I’ve been a bookworm my whole life, and for as long as I can remember I’ve wished I had a list of all the books I own. I’d also love to have a list of all the books I’ve read. I think it would be impossible to create the second list, but the first list would only be a matter of typing. And now with the Internet and the ISBN book number, it’s even less typing than before. I could even buy a barcode reader that looks up information automatically online without typing at all. My first consideration was to buy a standalone computer program like Book Collector from Collectorz.com, or even design my own database or spreadsheet with Access and Excel, but I decided the fun solution is to use a Web 2.0 online book cataloging site.
The Internet has added an extra twist to this list making activity, called social cataloging. By entering your books into an online database it allows social network programs to compare your list to lists created by millions of other bookworms. The synergy of doing this offers endless social networking possibilities. The obvious one is to find other readers who have similar reading tastes to yours that will help you find great books to read that you’ve missed. For people trying to build big personal libraries, it’s fascinating to know the size of other collector’s collections. The largest on LibraryThing is 43,061 books. Also on LibraryThing, the most reviewed book is Twilight (1,386 reviews), the most owned book, Harry Potter and the Philosopher’s Stone (47,598 people out of 1,035,403 members), or that my favorite science fiction writer, Robert A. Heinlein has 72,427 books in those collections, as compared to my second favorite science fiction writer Philip K. Dick who has 46,991 books in LibraryThing user’s homes. That’s out of 48,365,418 total books catalogued.

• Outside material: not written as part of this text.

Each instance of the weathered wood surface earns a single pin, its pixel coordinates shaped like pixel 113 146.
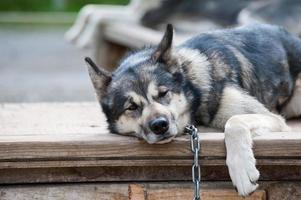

The trouble is there are many wonderful book cataloging sites to choose from, each with their own plus and minuses. Luckily, all are free except LibraryThing, and it’s free for your first 200 books, so you can try them all. The sites I’ve found so far are (there may be more):
Each of the sites try to make it easy to enter books, but they all do it differently. They each have millions of books already catalogued, so the quickest way to add a book to your list is to find it first on their list by searching on the ISBN and then hitting the add button. This can be made even faster with a barcode reader, but I don’t have one. I’d say it’s taken me a couple hours to enter in 58 books at LibraryThing. This is slow because I like selecting the right cover photo to match the cover of the book I own, and I started with a shelf of old books without ISBN numbers. That means searching by author or title, or even entering in all the book info myself. I could probably do 60 books in 20 minutes if they were all recent and I only needed to use ISBN. Usually when you get a book with ISBN, the cover and all the other information is already there.
I’ve taken to LibraryThing, but when I finished building my list I could export my library to another site to see if I like their social networking features better. Or I’ve thought about using one site for listing books I own, and another for books I can remember reading. Or use another site for just my non-fiction science and history books to see if I can find readers with my exact interests. The different cataloging sites have discussion groups for books, or linking systems to Facebook and blogging sites, so if you like to discuss and review books, these systems connect you to other people who are looking to read reviews or talk about books too.
On one blog I read a post by a woman who said her family paid for three separate $25 lifetime subscriptions to LibraryThing, for herself, her husband and her kid, so I’m assuming there’s long term rewards for doing the work of entering a book collection into the system. I won’t know for awhile. I’ve got 18 more shelves of books to enter, and then I’ve got to try all the different features, but I’ll get back to you with more info.
I’ve added books with all of these systems and I find it easiest to add books to LibraryThing, especially when dealing with manual adds. LibraryThing was the only site to have any books by Lady Dorothy Mills, an author I collect. Her books are very rare, and they only had 3 of 15 I own. These systems are far from perfect, and the quality of the data is imperfect. It would be great if everyone catalog the precise edition they owned, but that doesn’t happen.
Anobii, Shelfari and WeRead are probably best for people with newer books and people looking for more social interaction since they have the largest number of members. They are slicker sites with more glitz than LibraryThing. GoodReads is in the middle. Google Books merely lets you tag books without any reporting features or social networking. It is good for links to the web, and if you’re a complete Google user in general.
One of the fun things about adding books to LibraryThing is it tells me how many other members own the book when I add it to my collection. For books by Lady Dorothy Mills, out of over a million users, I’m the only one that has any of her books. I really like it when I find just a few people who also own the same book, like the 2 other people that own In Search of Paradise a biography of Charles Nordhoff and James Norman Hall, the guys who co-wrote Mutiny on the Bounty. Are those two people much like me?
JWH – 2/7/10
I finished my data entry and my library can be seen here. To me, the fun way to view is by cover art. Open your browser to fill the screen and then click the Covers button. I have 706 books. I learned a lot by creating this catalog. For one thing, I have too many books, and I plan to thin my collection when I get a chance. The largest portion of this collection is unread by me. My bookstore roaming eyes are far bigger than my reading stomach. I really wish I had more time to read.